Where’s the stimulated economy from all that stimulus? What actually did get stimulated was, again, more future demand for safety and liquidity.

Since we’re talking about a variety of circumstances and degrees of response, yet the results are the same nonetheless, China offers yet more complete and compelling proof alongside what Japan already established.

We can go beyond special central government bonds, too, and China ends up with the same conclusions regardless. Debt soared in 2009, for example, and then again in 2016 during former Premier Li Keqiang’s “growing a tree in the air.” That expression was famously and publicly written by Uncle He, a close Xi Jinping confidant, who at the time was openly criticizing Li’s “stimulus” relying on so much debt – the equivalent of trying to grow a tree in the air above the soil.

Yet, here is Xi’s government almost a decade later attempting the same for yet another time. Why? Because it never works.

The same results are found in the US or Europe, too. The data all clearly shows central authority “stimulus” is nothing more substantial than a response to serious trouble, therefore no more helpful than a warning about that weakness.

In China, the bond rally is already setting up for the paradox. As bond participants prepare for more failure, the demand for safety and liquidity keeps on rising in the form of lower inflation and growth expectations. The government will conduct its “stimulus”, having no trouble selling the bonds, only to fail and raise the demand for safety and liquidity on even lower growth and inflation expectations in the future.

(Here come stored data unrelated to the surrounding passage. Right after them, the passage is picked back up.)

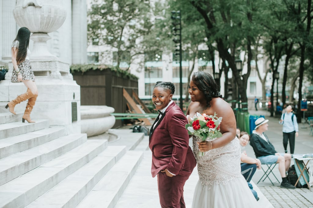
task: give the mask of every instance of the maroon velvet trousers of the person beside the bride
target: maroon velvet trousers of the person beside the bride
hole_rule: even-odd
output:
[[[168,177],[160,172],[157,175],[160,204],[162,208],[186,208],[183,192],[189,176],[175,175]]]

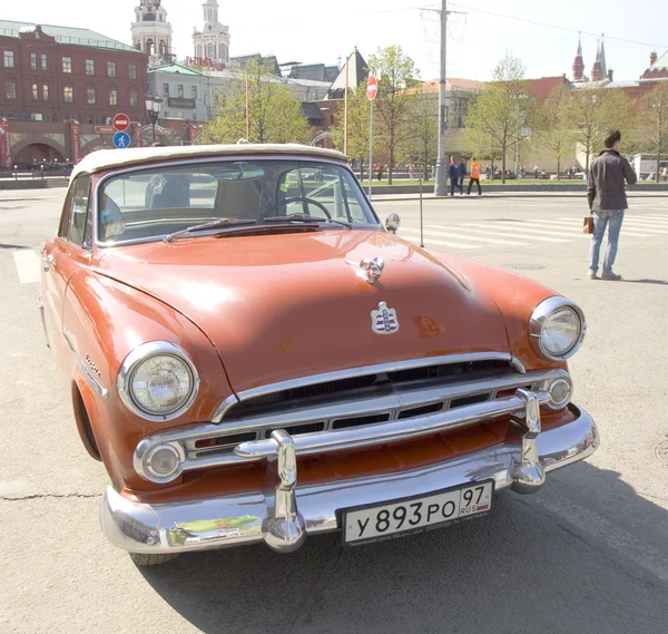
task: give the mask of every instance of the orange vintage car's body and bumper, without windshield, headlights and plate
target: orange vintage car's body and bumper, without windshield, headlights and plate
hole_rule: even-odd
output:
[[[267,431],[255,445],[239,437],[238,446],[206,453],[207,446],[215,448],[217,442],[212,429],[225,429],[228,420],[238,426],[246,400],[273,393],[274,388],[292,389],[295,381],[307,386],[310,378],[315,378],[316,384],[327,378],[335,382],[346,372],[360,375],[364,368],[370,368],[371,374],[377,368],[401,371],[403,367],[435,367],[436,361],[438,367],[448,365],[449,359],[469,371],[474,360],[487,359],[493,365],[485,368],[488,379],[495,371],[515,377],[508,390],[494,391],[493,397],[500,399],[512,398],[513,386],[522,384],[522,375],[547,372],[558,377],[568,371],[564,359],[541,354],[530,332],[537,306],[558,298],[557,293],[507,271],[428,252],[385,231],[380,223],[353,230],[330,225],[310,232],[249,232],[229,238],[207,233],[173,242],[115,246],[100,245],[96,240],[77,245],[68,240],[62,225],[68,222],[77,178],[90,182],[87,213],[92,227],[90,218],[99,213],[99,185],[110,176],[128,168],[196,164],[213,157],[223,160],[239,152],[259,159],[326,162],[348,170],[337,153],[295,146],[156,148],[134,154],[114,150],[108,158],[92,157],[79,167],[66,201],[60,235],[42,247],[40,306],[48,344],[70,384],[81,440],[91,456],[101,459],[111,480],[102,508],[107,535],[130,553],[143,554],[262,539],[278,549],[292,549],[306,533],[342,528],[342,508],[385,501],[393,478],[404,481],[405,476],[436,468],[450,472],[454,466],[465,465],[468,456],[484,452],[487,462],[483,459],[482,464],[491,469],[484,477],[493,479],[497,489],[513,486],[513,469],[521,466],[530,445],[524,440],[529,435],[519,410],[484,414],[451,428],[436,425],[432,431],[420,429],[426,425],[423,421],[431,422],[430,416],[418,412],[421,417],[415,419],[415,429],[406,433],[399,430],[383,442],[360,441],[361,429],[373,437],[383,427],[377,421],[364,427],[362,419],[356,427],[307,431],[311,445],[304,441],[303,447],[302,440],[293,442],[299,438],[296,435],[286,433],[285,440]],[[381,259],[384,264],[374,282],[356,265],[369,259]],[[393,332],[372,328],[373,311],[381,302],[394,311],[397,329]],[[387,313],[383,314],[386,318]],[[124,361],[147,342],[177,345],[196,368],[196,397],[186,411],[170,420],[139,416],[119,396]],[[468,360],[472,361],[465,365]],[[448,381],[443,383],[448,386]],[[430,383],[430,389],[438,384]],[[529,381],[525,387],[532,386]],[[371,388],[365,389],[366,396],[358,402],[380,398],[369,391]],[[346,391],[318,398],[317,403],[307,403],[317,411],[350,400]],[[549,456],[541,453],[534,460],[540,471],[593,451],[598,435],[586,412],[570,402],[551,409],[544,407],[544,398],[536,402],[540,404],[539,449],[540,438],[547,439],[548,432],[552,432],[550,438],[558,438],[561,429],[559,438],[568,437],[563,446],[557,441]],[[236,413],[228,419],[226,412],[230,410]],[[292,421],[286,414],[281,425],[281,408],[271,414],[278,421],[271,431]],[[433,416],[431,419],[435,420]],[[396,422],[396,417],[390,420]],[[200,437],[189,437],[189,428],[199,430]],[[342,437],[341,432],[353,431],[357,436],[348,446],[336,438],[337,432]],[[170,432],[177,436],[168,438]],[[181,442],[183,451],[193,451],[197,460],[206,458],[208,462],[186,467],[169,481],[150,481],[137,468],[138,447],[158,437],[169,442],[178,433],[185,433],[183,442],[174,441]],[[314,445],[318,435],[326,440],[322,450]],[[330,441],[333,445],[326,446]],[[267,443],[275,447],[267,450]],[[493,469],[499,464],[494,456],[501,453],[509,456],[503,477],[498,475],[503,468]],[[477,481],[470,471],[459,468],[458,474],[466,475],[455,480],[444,478],[443,488]],[[539,476],[536,488],[543,477]],[[382,494],[373,492],[370,484],[379,479],[385,485]],[[357,498],[354,484],[370,492]],[[425,482],[415,490],[397,487],[402,496],[396,497],[422,494],[433,486]],[[332,503],[330,491],[337,487],[341,499]],[[305,517],[299,510],[306,504],[302,498],[311,495],[311,504],[318,491],[320,501],[314,504],[320,510]],[[229,510],[239,504],[249,509],[240,514],[252,518],[247,529]],[[180,519],[175,519],[175,509],[183,510]],[[135,528],[128,528],[127,517],[132,518]],[[213,524],[199,526],[198,521]]]

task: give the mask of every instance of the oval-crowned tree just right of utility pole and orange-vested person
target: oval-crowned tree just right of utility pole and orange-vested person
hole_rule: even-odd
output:
[[[488,154],[500,155],[502,182],[505,183],[505,156],[521,138],[534,107],[530,86],[524,80],[524,66],[507,55],[485,84],[480,95],[469,106],[464,119],[469,145],[488,148]],[[480,152],[482,155],[483,153]]]

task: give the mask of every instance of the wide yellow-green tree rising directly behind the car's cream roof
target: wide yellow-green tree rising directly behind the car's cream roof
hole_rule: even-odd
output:
[[[246,129],[246,81],[248,130]],[[302,106],[269,72],[268,66],[250,61],[232,82],[229,94],[219,96],[214,118],[208,121],[200,143],[306,143],[311,137]]]

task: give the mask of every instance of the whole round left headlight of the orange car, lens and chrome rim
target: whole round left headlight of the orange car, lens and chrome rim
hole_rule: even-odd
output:
[[[199,380],[190,360],[175,344],[153,341],[136,348],[118,372],[118,393],[135,413],[170,420],[193,404]]]

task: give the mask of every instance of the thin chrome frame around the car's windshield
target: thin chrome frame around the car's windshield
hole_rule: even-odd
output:
[[[109,179],[109,178],[116,178],[117,176],[122,176],[125,174],[131,174],[134,172],[143,172],[146,169],[154,169],[154,168],[160,168],[160,167],[178,167],[180,165],[193,165],[193,164],[200,164],[200,163],[220,163],[220,162],[227,162],[227,160],[238,160],[238,159],[246,159],[248,160],[249,155],[248,154],[236,154],[236,155],[229,155],[229,156],[207,156],[207,157],[199,157],[199,158],[190,158],[190,159],[179,159],[179,160],[160,160],[159,163],[143,163],[141,165],[135,165],[131,167],[125,167],[122,169],[116,169],[109,174],[106,174],[105,176],[102,176],[100,179],[98,179],[98,182],[96,183],[95,186],[95,192],[92,194],[92,212],[94,212],[94,216],[92,216],[92,243],[97,248],[114,248],[117,246],[125,246],[125,245],[129,245],[129,244],[144,244],[147,242],[159,242],[161,241],[165,236],[167,236],[168,234],[163,234],[160,236],[154,236],[151,238],[138,238],[137,241],[127,241],[124,243],[114,243],[114,244],[106,244],[104,242],[99,242],[98,241],[98,209],[99,209],[99,193],[100,193],[100,187]],[[285,154],[267,154],[267,155],[258,155],[257,156],[258,159],[262,160],[297,160],[299,163],[328,163],[332,165],[337,165],[338,167],[343,167],[344,169],[347,169],[354,177],[355,182],[358,184],[357,177],[355,176],[355,173],[351,169],[350,165],[347,165],[347,163],[345,162],[341,162],[341,160],[336,160],[334,158],[326,158],[326,157],[322,157],[322,158],[316,158],[314,156],[304,156],[304,157],[295,157],[295,156],[288,156]],[[99,174],[96,173],[96,174]],[[71,186],[71,183],[70,183]],[[360,186],[360,185],[358,185]],[[360,191],[362,192],[362,194],[364,194],[364,188],[360,186]],[[375,209],[373,208],[373,205],[371,204],[371,202],[367,199],[367,204],[369,204],[369,208],[371,209],[371,213],[375,216],[376,218],[376,224],[371,224],[371,223],[365,223],[364,226],[365,227],[374,227],[374,228],[382,228],[383,223],[381,222],[381,220],[379,218],[379,215],[376,214]]]

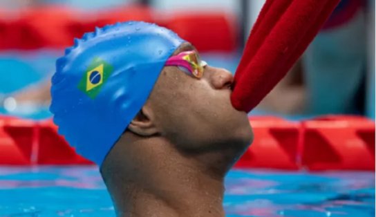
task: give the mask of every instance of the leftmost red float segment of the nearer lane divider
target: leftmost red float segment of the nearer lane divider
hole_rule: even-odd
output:
[[[34,122],[0,117],[0,164],[32,164]]]

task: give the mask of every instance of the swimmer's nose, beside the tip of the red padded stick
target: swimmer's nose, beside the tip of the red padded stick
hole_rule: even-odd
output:
[[[224,68],[206,66],[204,76],[207,77],[210,84],[216,89],[230,88],[232,82],[234,82],[232,73]]]

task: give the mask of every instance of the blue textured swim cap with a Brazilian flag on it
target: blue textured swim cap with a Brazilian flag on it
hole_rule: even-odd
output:
[[[182,44],[152,23],[117,23],[75,39],[56,62],[50,111],[77,153],[102,165]]]

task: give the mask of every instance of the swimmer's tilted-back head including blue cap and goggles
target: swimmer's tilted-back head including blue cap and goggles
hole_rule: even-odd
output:
[[[185,51],[197,57],[168,64]],[[109,152],[129,158],[142,141],[168,142],[187,158],[228,153],[234,162],[252,139],[247,114],[230,102],[231,73],[207,65],[194,76],[189,66],[200,64],[194,46],[154,24],[88,33],[57,62],[50,110],[59,133],[100,166]]]

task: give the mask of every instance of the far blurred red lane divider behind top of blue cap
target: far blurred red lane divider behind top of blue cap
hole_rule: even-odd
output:
[[[12,17],[10,19],[10,17]],[[175,30],[200,51],[234,51],[236,20],[224,12],[157,14],[152,8],[126,6],[101,12],[82,12],[62,6],[23,10],[19,15],[0,10],[0,49],[66,48],[95,27],[124,21],[158,23]]]

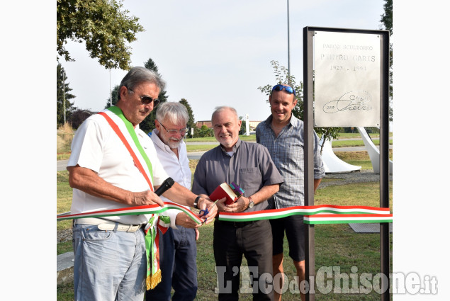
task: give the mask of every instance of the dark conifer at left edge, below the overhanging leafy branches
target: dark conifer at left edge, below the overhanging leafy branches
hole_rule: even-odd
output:
[[[72,89],[69,88],[69,84],[66,84],[67,76],[64,68],[60,63],[56,67],[56,123],[57,126],[64,124],[64,108],[65,108],[65,121],[69,120],[70,114],[75,109],[74,103],[70,102],[70,99],[75,98],[72,93]],[[65,99],[65,101],[64,101]]]

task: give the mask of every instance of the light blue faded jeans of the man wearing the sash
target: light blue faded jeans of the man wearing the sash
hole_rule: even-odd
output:
[[[75,225],[73,238],[75,300],[144,299],[147,259],[142,229],[118,232]]]

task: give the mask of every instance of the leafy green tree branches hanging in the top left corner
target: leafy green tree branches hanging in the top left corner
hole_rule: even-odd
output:
[[[68,40],[85,42],[86,50],[99,64],[111,69],[130,69],[135,34],[144,31],[139,18],[128,16],[122,0],[57,0],[57,54],[74,61],[65,48]]]

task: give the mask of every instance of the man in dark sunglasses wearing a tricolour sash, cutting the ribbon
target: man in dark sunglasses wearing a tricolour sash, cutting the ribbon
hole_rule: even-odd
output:
[[[74,188],[72,214],[164,206],[153,191],[168,175],[152,140],[139,129],[139,123],[157,105],[162,89],[164,81],[157,73],[134,67],[120,83],[117,106],[92,115],[80,125],[67,164],[69,184]],[[181,205],[208,208],[210,213],[201,217],[207,218],[206,222],[217,212],[210,200],[179,183],[163,195]],[[75,300],[142,301],[146,282],[152,287],[161,273],[152,242],[158,222],[157,215],[151,214],[74,220]]]

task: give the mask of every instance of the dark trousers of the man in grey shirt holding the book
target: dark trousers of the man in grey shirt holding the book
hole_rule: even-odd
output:
[[[273,300],[272,232],[269,220],[250,223],[215,220],[213,246],[220,301],[239,299],[242,255],[249,266],[253,300]]]

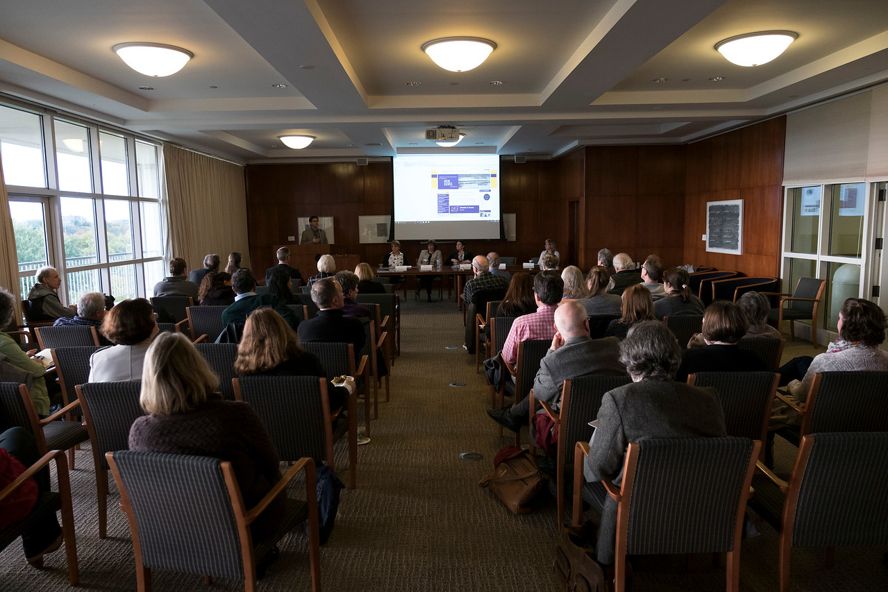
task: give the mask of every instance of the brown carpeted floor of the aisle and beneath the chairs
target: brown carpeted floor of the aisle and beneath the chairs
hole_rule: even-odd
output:
[[[321,582],[326,590],[497,591],[554,590],[551,557],[556,541],[554,504],[514,516],[480,478],[493,455],[511,443],[498,437],[485,414],[487,383],[475,374],[474,356],[463,343],[462,314],[452,302],[403,303],[401,356],[392,369],[392,400],[380,405],[372,441],[358,450],[358,487],[345,490],[336,528],[321,549]],[[447,349],[454,347],[456,349]],[[821,348],[822,350],[822,348]],[[788,343],[784,359],[813,355],[810,343]],[[450,384],[464,386],[450,386]],[[362,416],[362,414],[359,414]],[[525,435],[524,438],[527,441]],[[792,449],[775,451],[778,470],[788,473]],[[460,454],[479,453],[480,462]],[[116,508],[112,483],[109,537],[98,538],[95,478],[91,452],[76,453],[71,471],[81,588],[135,589],[129,528]],[[337,443],[340,475],[347,470],[346,449]],[[297,494],[297,493],[296,493]],[[741,589],[777,588],[776,533],[743,542]],[[794,590],[874,590],[888,588],[883,564],[886,549],[836,549],[836,566],[823,566],[821,549],[793,551]],[[724,567],[710,556],[638,557],[636,590],[723,590]],[[155,590],[236,590],[242,583],[200,576],[155,572]],[[48,556],[37,572],[13,544],[0,553],[0,590],[67,588],[64,552]],[[310,589],[305,537],[290,535],[281,557],[259,582],[262,590]]]

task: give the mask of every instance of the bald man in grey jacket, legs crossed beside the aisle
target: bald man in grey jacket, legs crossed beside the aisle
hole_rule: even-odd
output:
[[[626,367],[620,361],[620,340],[616,337],[592,339],[589,320],[583,304],[567,300],[555,311],[555,336],[549,351],[540,360],[540,369],[534,380],[534,398],[544,401],[553,410],[561,407],[561,388],[567,378],[585,375],[625,375]],[[530,396],[520,403],[488,409],[488,415],[512,431],[527,425]],[[545,413],[540,408],[537,413]]]

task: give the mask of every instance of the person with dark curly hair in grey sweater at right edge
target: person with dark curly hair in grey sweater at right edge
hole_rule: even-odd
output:
[[[847,372],[853,370],[888,370],[888,352],[879,349],[885,340],[885,315],[878,304],[863,298],[848,298],[838,312],[838,336],[829,343],[827,351],[810,359],[804,376],[789,382],[789,399],[804,405],[818,372]],[[804,367],[803,360],[792,359],[781,367],[781,376],[791,376],[789,370]],[[802,376],[801,373],[796,375]],[[786,425],[801,425],[801,418],[779,399],[774,399],[771,430]]]

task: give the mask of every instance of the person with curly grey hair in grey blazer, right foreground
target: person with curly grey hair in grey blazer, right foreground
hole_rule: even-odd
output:
[[[620,344],[620,360],[633,382],[605,393],[601,401],[583,471],[587,481],[621,485],[631,442],[725,436],[725,413],[715,389],[673,381],[681,350],[662,322],[634,326]],[[617,504],[607,493],[603,498],[596,554],[600,564],[613,564]]]

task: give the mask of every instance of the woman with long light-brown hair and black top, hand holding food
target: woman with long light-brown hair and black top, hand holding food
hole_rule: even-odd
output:
[[[299,347],[299,338],[280,314],[259,308],[247,317],[241,343],[237,345],[234,372],[238,375],[318,376],[327,375],[321,360]],[[343,386],[328,381],[330,410],[344,407],[354,392],[354,379]]]

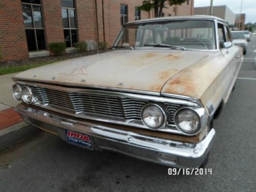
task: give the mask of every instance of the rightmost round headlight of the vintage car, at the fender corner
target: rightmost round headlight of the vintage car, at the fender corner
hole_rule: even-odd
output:
[[[192,110],[181,110],[176,115],[176,124],[180,131],[192,134],[200,128],[200,118],[198,114]]]

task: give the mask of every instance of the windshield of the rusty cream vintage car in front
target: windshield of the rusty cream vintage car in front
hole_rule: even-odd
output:
[[[169,20],[128,25],[123,27],[114,46],[148,48],[153,44],[180,46],[186,49],[216,49],[214,22]]]

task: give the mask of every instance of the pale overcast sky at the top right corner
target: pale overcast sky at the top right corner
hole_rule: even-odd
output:
[[[241,0],[213,0],[214,6],[226,5],[234,14],[240,13]],[[210,0],[195,0],[195,7],[210,6]],[[243,0],[242,13],[245,13],[245,23],[256,22],[256,0]]]

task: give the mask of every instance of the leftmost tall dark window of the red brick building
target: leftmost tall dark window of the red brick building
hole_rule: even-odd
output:
[[[22,0],[24,25],[29,51],[46,49],[40,0]]]

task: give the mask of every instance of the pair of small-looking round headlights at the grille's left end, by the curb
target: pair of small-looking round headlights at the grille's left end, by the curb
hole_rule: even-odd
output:
[[[33,93],[31,88],[27,86],[20,86],[19,84],[14,84],[12,87],[13,97],[17,100],[23,100],[27,104],[33,102]]]

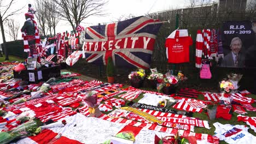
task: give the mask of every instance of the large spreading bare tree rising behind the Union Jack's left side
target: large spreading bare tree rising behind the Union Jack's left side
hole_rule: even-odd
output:
[[[57,11],[63,20],[68,21],[73,31],[80,22],[89,16],[103,16],[105,0],[53,0],[58,4]]]

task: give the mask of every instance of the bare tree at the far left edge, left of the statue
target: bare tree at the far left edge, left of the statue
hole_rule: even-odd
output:
[[[0,0],[0,7],[1,7],[1,9],[0,9],[0,27],[1,27],[2,38],[3,38],[5,60],[9,60],[9,56],[8,56],[8,49],[5,45],[6,40],[5,40],[5,35],[4,35],[3,23],[5,20],[8,19],[9,16],[19,14],[19,11],[25,7],[25,5],[24,5],[24,7],[20,8],[20,9],[14,9],[13,11],[11,11],[10,9],[14,4],[15,4],[15,0],[11,0],[9,2]]]

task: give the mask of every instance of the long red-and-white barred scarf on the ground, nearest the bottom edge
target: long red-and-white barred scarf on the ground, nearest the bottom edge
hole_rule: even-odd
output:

Like copper to gold, bond yields all know fiscal dominance is inherently disinflation not inflation. Been there, done that.

One other major drawback is that “stimulus” isn’t just a neutral proposition. Why not do it, what’s the harm for just having a government try to “save” an economy is a bad way already?

US FEDERAL GOVT DEBT IS LIKE FED RATE CUTS/QE NOTHING MORE THAN A RESPONSE TO WEAKNESS, NOT SOME CURE FOR IT.

These programs distort even harm the private economy, the latter becomes rigid and increasingly co-dependent. Rather than look to seed long run opportunity in the private system, business becomes conditioned to seek profit only in whatever the next quick short run spending from the Capital might be. It’s even worse than crowding out.

So, while Japan offered a full test case for all this, the Chinese are doing us a small favor by doubling the number. Throw those together with Western experience and it should be very clear fiscal dominance is no different from central banking. They both lead to disinflation at the same time doing absolutely nothing to alleviate economic deficiencies. Market performance here is therefore consistent.

The evidence is a not quite so easy to establish in the other, proving beyond every doubt that both monetary like fiscal policies are actually harmful and therefore it isn’t simply a neutral case of, why not at least try? The idea is kept alive and fed by Economists who are almost always ideologues in the service of politicians rather than dispassionately interested in facts let alone truth. Those calling for an inflationary wave are doing so either out of their own self interest or coming from a purely theoretical standpoint which doesn’t stand up to the smallest scrutiny.

Thanks to the Chinese, the Japanese, and George W. Bush, we have a lot more than small scrutiny. The bond paradox really isn’t one; it’s actually the answer. Low interest rates aren’t the go-ahead for governments to issue bonds, they’re the intuition that issuing even a ton of bonds is going to just lead to more of the same.